During that conversation, I mentioned 10% Happier and she lit up, saying she had worked on that team. I froze briefly, but went with it, saying yes, it’s a great resource for new meditators. This was something we had connected over; half a year earlier, I had opened a listserv email to discover an essay with her name in an email digest and reached out to her afterwards and we had a nice chat. As loving as her energy was, she had forgotten. Justifiedly so! We hadn’t spoken in the ten years before she got sick, and she was in constant pain with limited energy. Her body and mind were under siege. I am the archivist in my friend group, and I try to document/preserve/remember everything, so sometimes gaps like these hurt. However, I understand that the connection meant something to both of us at the time, and we were together in that new moment, with or without it. We were connected and present, making another memory, regardless of not sharing the old memory. We are only human after all, and all we have is now.

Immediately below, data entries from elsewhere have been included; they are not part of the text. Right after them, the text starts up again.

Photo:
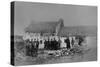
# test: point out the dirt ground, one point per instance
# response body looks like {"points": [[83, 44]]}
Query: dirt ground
{"points": [[90, 55]]}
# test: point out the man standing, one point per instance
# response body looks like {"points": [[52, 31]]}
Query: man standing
{"points": [[67, 41]]}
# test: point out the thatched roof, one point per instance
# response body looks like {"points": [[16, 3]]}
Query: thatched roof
{"points": [[44, 27]]}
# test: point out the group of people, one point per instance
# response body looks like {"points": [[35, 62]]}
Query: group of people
{"points": [[32, 46]]}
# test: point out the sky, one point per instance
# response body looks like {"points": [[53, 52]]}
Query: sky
{"points": [[73, 15]]}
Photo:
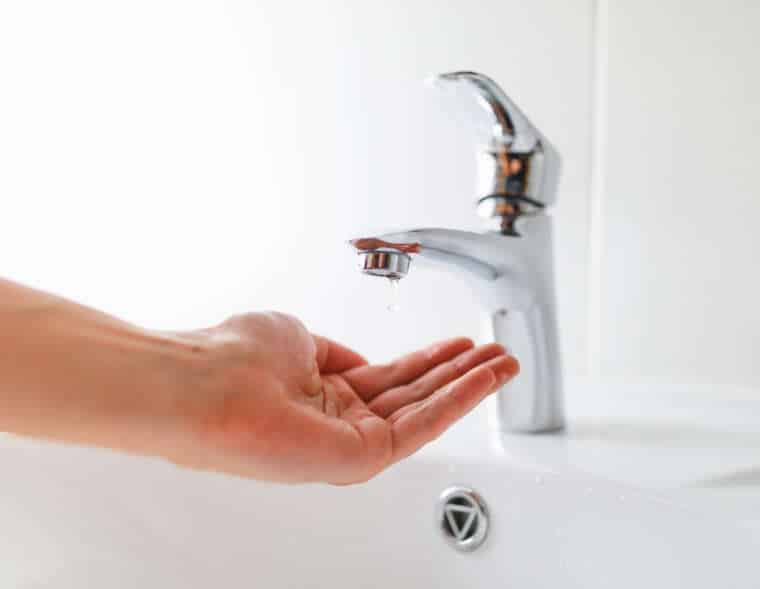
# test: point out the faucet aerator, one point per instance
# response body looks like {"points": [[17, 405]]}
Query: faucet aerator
{"points": [[386, 264]]}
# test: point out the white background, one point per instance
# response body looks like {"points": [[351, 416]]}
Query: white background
{"points": [[175, 162]]}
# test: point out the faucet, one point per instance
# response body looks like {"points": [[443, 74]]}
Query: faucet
{"points": [[509, 265]]}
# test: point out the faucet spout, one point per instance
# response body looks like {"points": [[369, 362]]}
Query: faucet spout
{"points": [[513, 279], [510, 269]]}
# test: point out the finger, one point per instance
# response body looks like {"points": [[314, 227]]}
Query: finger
{"points": [[368, 381], [415, 425], [392, 400], [333, 357]]}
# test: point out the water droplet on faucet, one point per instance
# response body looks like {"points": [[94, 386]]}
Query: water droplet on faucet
{"points": [[394, 304]]}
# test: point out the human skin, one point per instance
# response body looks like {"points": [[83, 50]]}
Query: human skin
{"points": [[256, 396]]}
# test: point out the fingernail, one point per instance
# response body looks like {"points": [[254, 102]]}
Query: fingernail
{"points": [[506, 369]]}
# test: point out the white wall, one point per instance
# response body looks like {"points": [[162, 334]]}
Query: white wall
{"points": [[679, 195], [174, 162]]}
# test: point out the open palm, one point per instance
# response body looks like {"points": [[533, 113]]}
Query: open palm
{"points": [[303, 408]]}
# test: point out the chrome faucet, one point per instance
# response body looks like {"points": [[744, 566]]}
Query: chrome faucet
{"points": [[509, 266]]}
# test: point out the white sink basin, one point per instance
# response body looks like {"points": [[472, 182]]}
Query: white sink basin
{"points": [[656, 489]]}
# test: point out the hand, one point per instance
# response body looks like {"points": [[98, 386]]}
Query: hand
{"points": [[282, 404]]}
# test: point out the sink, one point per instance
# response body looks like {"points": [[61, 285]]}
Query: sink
{"points": [[621, 499]]}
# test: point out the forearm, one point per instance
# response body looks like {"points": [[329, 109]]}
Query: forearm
{"points": [[70, 373]]}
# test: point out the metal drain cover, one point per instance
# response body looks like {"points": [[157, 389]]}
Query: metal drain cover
{"points": [[463, 518]]}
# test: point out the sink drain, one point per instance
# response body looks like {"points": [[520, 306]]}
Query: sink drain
{"points": [[463, 518]]}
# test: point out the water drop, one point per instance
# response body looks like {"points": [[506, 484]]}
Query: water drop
{"points": [[394, 305]]}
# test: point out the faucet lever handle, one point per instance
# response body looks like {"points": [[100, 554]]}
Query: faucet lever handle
{"points": [[519, 168]]}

Anyway, all this to say, I think about her a lot, and how she eliminated the gap between how she wanted to live her life and how she was living it. She had to do this. She had to say what she needed to say because she was running out of time. And often, this meant she was a terrible texter/user of social media. She was present for the people lucky enough to be closest to her.

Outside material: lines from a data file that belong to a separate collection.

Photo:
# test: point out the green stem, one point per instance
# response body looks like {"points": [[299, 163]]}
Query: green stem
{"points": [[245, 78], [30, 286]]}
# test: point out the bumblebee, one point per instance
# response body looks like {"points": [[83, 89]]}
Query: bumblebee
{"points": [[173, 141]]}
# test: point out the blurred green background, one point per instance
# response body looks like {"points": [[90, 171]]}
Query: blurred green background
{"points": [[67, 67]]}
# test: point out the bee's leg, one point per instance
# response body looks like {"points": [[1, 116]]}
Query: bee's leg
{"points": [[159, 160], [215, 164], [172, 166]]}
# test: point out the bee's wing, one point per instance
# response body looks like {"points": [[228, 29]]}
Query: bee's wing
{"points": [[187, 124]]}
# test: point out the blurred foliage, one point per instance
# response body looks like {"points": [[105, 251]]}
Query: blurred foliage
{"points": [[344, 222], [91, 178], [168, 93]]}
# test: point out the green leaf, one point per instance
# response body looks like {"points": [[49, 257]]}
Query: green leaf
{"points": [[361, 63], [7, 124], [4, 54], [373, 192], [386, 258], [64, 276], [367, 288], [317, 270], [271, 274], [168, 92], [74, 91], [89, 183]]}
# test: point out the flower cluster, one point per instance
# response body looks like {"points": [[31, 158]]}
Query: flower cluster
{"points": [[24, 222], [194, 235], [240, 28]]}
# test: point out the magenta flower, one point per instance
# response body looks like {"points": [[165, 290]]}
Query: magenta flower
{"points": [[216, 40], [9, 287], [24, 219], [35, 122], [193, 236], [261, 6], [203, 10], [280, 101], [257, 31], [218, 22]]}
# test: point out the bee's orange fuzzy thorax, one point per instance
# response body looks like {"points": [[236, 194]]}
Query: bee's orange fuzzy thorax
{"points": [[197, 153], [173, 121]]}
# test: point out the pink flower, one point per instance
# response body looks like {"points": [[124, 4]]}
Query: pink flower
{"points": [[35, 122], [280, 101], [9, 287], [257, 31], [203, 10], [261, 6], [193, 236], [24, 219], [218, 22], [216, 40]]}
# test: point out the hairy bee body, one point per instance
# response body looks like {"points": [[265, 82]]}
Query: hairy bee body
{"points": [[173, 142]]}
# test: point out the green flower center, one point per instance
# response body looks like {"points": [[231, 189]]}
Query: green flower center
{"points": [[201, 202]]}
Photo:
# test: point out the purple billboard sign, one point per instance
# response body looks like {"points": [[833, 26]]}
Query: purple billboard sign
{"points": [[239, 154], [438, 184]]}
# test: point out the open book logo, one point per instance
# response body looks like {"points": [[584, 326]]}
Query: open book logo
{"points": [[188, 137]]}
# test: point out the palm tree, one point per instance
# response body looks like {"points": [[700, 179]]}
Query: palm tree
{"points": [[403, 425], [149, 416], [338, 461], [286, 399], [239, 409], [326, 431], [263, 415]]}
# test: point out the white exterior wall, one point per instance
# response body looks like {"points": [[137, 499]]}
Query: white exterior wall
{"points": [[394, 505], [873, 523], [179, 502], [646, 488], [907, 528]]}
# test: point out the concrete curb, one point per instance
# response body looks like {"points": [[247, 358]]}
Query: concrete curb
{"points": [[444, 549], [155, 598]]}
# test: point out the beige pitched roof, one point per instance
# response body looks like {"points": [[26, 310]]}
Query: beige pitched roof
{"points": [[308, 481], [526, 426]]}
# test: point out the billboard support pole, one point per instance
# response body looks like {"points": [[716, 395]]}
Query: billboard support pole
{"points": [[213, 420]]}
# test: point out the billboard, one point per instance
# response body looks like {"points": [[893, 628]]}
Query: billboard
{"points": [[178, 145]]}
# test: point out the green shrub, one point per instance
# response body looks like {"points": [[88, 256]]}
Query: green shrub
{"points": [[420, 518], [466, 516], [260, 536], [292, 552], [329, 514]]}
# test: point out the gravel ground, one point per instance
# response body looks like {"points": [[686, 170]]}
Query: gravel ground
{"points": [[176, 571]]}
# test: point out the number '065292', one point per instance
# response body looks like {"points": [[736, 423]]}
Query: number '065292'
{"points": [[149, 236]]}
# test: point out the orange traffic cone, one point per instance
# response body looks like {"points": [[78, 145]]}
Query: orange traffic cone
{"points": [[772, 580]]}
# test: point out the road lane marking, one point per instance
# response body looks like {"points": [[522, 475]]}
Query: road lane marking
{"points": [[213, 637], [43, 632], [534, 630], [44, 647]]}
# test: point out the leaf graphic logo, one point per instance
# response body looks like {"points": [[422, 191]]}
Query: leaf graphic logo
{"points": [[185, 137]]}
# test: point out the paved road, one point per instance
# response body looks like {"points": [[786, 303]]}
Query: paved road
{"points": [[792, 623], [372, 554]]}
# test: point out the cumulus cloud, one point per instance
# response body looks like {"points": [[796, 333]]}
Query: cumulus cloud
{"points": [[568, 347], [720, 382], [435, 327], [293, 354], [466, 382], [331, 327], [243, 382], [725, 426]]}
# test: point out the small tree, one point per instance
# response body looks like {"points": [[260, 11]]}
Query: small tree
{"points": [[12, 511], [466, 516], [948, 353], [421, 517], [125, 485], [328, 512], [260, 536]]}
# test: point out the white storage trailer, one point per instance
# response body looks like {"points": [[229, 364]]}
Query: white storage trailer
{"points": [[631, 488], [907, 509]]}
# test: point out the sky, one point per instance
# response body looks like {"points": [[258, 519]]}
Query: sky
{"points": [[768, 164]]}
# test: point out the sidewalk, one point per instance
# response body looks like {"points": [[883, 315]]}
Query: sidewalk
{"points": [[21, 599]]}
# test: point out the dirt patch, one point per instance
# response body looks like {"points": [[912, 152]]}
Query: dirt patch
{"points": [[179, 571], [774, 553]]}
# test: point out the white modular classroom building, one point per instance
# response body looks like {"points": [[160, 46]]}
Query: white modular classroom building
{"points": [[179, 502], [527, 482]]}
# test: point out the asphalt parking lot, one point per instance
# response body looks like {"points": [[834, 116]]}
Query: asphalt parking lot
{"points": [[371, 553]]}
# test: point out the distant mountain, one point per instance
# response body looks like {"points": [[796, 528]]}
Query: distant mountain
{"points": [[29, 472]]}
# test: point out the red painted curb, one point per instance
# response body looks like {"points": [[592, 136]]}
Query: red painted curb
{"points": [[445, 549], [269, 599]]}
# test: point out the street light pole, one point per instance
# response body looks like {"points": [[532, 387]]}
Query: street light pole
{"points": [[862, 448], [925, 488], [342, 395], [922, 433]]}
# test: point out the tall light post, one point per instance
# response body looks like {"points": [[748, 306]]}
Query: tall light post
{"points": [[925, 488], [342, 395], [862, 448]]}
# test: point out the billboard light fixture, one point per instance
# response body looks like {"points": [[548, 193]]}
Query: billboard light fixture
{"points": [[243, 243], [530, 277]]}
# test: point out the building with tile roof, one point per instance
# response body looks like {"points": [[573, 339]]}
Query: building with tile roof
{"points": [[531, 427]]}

There is a LOT happening every day both locally (within my intimate circle and various communities I belong to) and nationally/globally. Society has gone off the rails, and there are so many things to think/protest/speak out about. Depending how you use social media, it is mostly photos of lifestyles you may want (ie babies, spouses, houses) or political outrage. I shared all the things to be mad about, all the injustices, and… It’s all just screaming into a void unless people take their actions to the real world. And it’s so easy to completely overload maintaining a woke/activist presence on the online. As a huge empath, alive in the weirdest year and approaching the most contentious election, I had to change something. Something had to give.

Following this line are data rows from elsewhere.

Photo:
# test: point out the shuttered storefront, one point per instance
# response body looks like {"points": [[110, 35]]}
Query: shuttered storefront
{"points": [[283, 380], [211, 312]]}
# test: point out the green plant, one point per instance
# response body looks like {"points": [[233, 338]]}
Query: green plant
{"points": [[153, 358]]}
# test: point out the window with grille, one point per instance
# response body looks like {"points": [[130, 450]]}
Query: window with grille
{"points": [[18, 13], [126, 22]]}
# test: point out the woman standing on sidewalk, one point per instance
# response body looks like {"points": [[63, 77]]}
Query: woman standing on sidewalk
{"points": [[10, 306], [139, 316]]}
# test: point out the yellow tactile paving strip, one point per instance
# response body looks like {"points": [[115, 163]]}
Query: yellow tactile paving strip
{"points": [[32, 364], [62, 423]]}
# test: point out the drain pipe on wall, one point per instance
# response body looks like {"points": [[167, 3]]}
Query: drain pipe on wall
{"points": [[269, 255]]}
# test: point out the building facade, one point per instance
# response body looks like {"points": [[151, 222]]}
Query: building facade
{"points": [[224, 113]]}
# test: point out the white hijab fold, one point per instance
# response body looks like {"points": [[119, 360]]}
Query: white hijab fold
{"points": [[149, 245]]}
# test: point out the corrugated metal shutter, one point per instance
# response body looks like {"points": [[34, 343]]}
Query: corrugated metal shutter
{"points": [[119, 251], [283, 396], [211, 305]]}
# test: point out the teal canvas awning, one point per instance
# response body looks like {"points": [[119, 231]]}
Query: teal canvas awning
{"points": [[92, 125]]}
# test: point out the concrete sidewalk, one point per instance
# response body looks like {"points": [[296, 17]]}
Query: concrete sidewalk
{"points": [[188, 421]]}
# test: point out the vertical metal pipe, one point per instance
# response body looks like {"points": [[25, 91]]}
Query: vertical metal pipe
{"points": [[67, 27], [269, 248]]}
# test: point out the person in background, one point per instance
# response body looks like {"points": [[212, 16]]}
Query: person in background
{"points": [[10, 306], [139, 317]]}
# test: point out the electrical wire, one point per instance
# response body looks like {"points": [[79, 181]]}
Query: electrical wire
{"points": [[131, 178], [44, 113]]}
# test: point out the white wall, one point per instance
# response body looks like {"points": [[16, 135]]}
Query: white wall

So, I dropped off the face of the media. Gone are the Twitter and Instagram apps from my phone. With the help of my best friend (identifying my post-breakup behaviors as obsessive), How to Break Up with Your Phone by Catherine Price, and depending where my passwords are saved, I may never get back on… If it’s not in the Skimm/Mel doesn’t think I need to know, I may not need to know. My philosophy is not that these sites/apps are all bad, despite how much I want to fully remove myself after watching The Social Dilemma on Netflix. The idea is that I use the media for specific purposes because I choose/want to, not because I am compelled to/addicted to them or they are the default time-filler. Closing the gap between how I want to live and how I am living. Facing the memories jostling around in my head, retiring the ones that don’t serve me out of active rotation, foregoing the social media presence in order to make sure I can function and cultivate presence in real time.